Hello. I am really struggling with my marriage. We have been married 8 months and together 1 year tomorrow. My husband is a very hard working man and I love and am very proud of him. I have made many mistakes while we were dating ( witch was only 4 months before we got married ). I relapsed after 3 1/2 years of being sober, during this time he saw someone he NEVER saw in me before. I have since not touched a drink in 2 months and we have been baptized together and are active in our church...... Problem is there is much distance between us and I feel as I've pushed him away I struggle with depression and am on meds. I recently had them adjusted and am doing well on them. Now he seems to always be tired and is not affectionate like he used to be. I had discovered that he was watching porn a couple months ago and since then he has not looked at all. He talked to our Pastor about this and I thought everything was ok.? Now I have gained some weight and my self esteem has gone down a lot. The weight gain was from the meds and that was one of the main reasoning for adjusting along with a couple other things. I don't know what to do. I was the one to push him away sexually and now it's the opposite! This is so frustrating! I need to be honest i've seriously thought about cheating. I haven't but I know just the though is cheating. I've tried talking to him and asking if it's me, something we are doing wrong, new? IDK!! Need some Christian advise, I can talk to my 'friends' but that will be NO HELP. Please understand that this was very hard to talk about and very personal.
Firstly i would say
drop the medication, if anything it is making things worse as it seems.
Psalms 51:12
Restore to me the joy of your salvation, and uphold me with a willing spirit.
[video]http://www.youtube.com/watch?v=UuJ7-s3gN4k[/video]

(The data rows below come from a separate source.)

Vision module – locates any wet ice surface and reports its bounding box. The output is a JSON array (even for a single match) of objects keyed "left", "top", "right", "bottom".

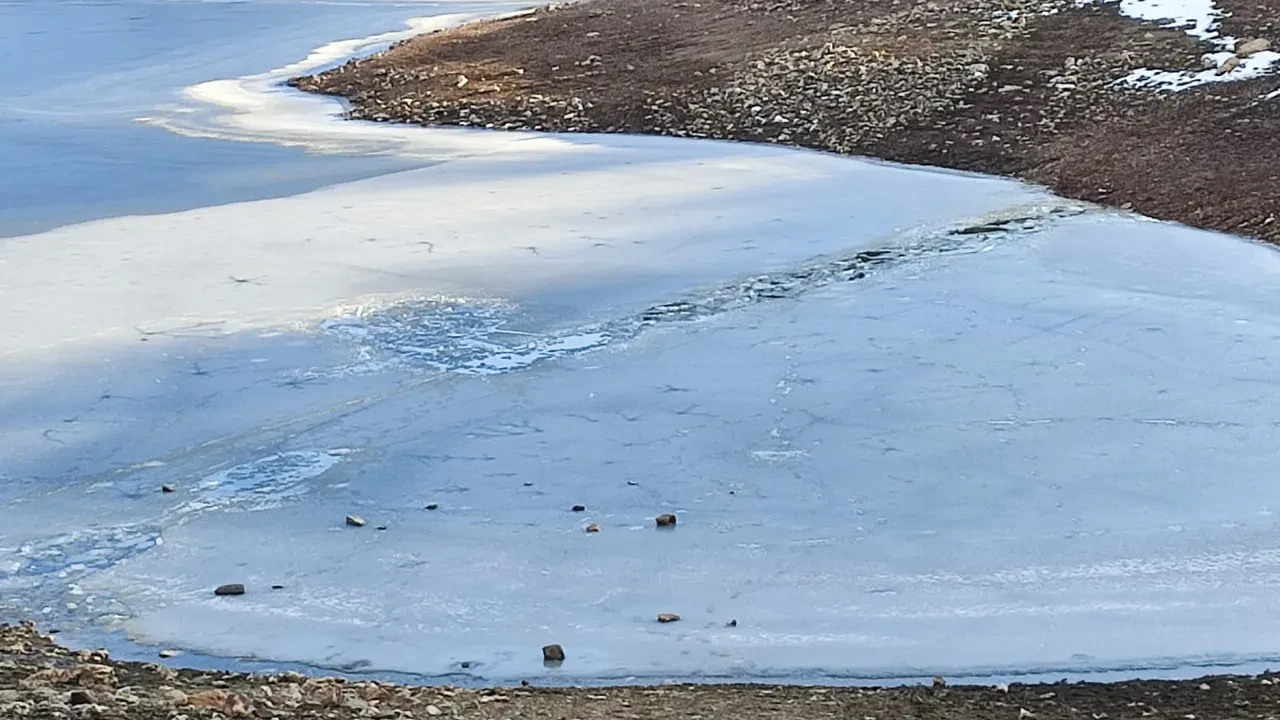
[
  {"left": 0, "top": 166, "right": 1280, "bottom": 682},
  {"left": 0, "top": 0, "right": 1280, "bottom": 682},
  {"left": 0, "top": 0, "right": 508, "bottom": 238}
]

You don't need meds for your depression you need Jesus Christ!
Matthew 11
28Come to me, all who labor and are heavy laden, and I will give you rest. 29Take my yoke upon you, and learn from me, for I am gentle and lowly in heart, and you will find rest for your souls. 30For my yoke is easy, and my burden is light.”
Luke 8:43-48
As Jesus went, the people pressed around him. 43And there was a woman who had had a discharge of blood for twelve years, and though she had spent all her living on physicians,e she could not be healed by anyone. 44She came up behind him and touched the fringe of his garment, and immediately her discharge of blood ceased. 45And Jesus said, “Who was it that touched me?” When all denied it, Peterf said, “Master, the crowds surround you and are pressing in on you!” 46But Jesus said, “Someone touched me, for I perceive that power has gone out from me.” 47And when the woman saw that she was not hidden, she came trembling, and falling down before him declared in the presence of all the people why she had touched him, and how she had been immediately healed. 48And he said to her, “Daughter, your faith has made you well; go in peace.”
Also check out Isaiah 61:1-3!
Genesis 2:24
Therefore a man shall leave his father and his mother and hold fast to his wife, and they shall become one flesh.
I pray in Jesus' Mighty name that your relationship may be revatilised and that God may shed his Love in your hearts by the Holy Spirit for one to another, and grant you mutual love, i pray that in Jesus Mighty name the spirit of depression will be cast away and that God may restore you to the joy of his salvation, in Jesus Mighty name, amen!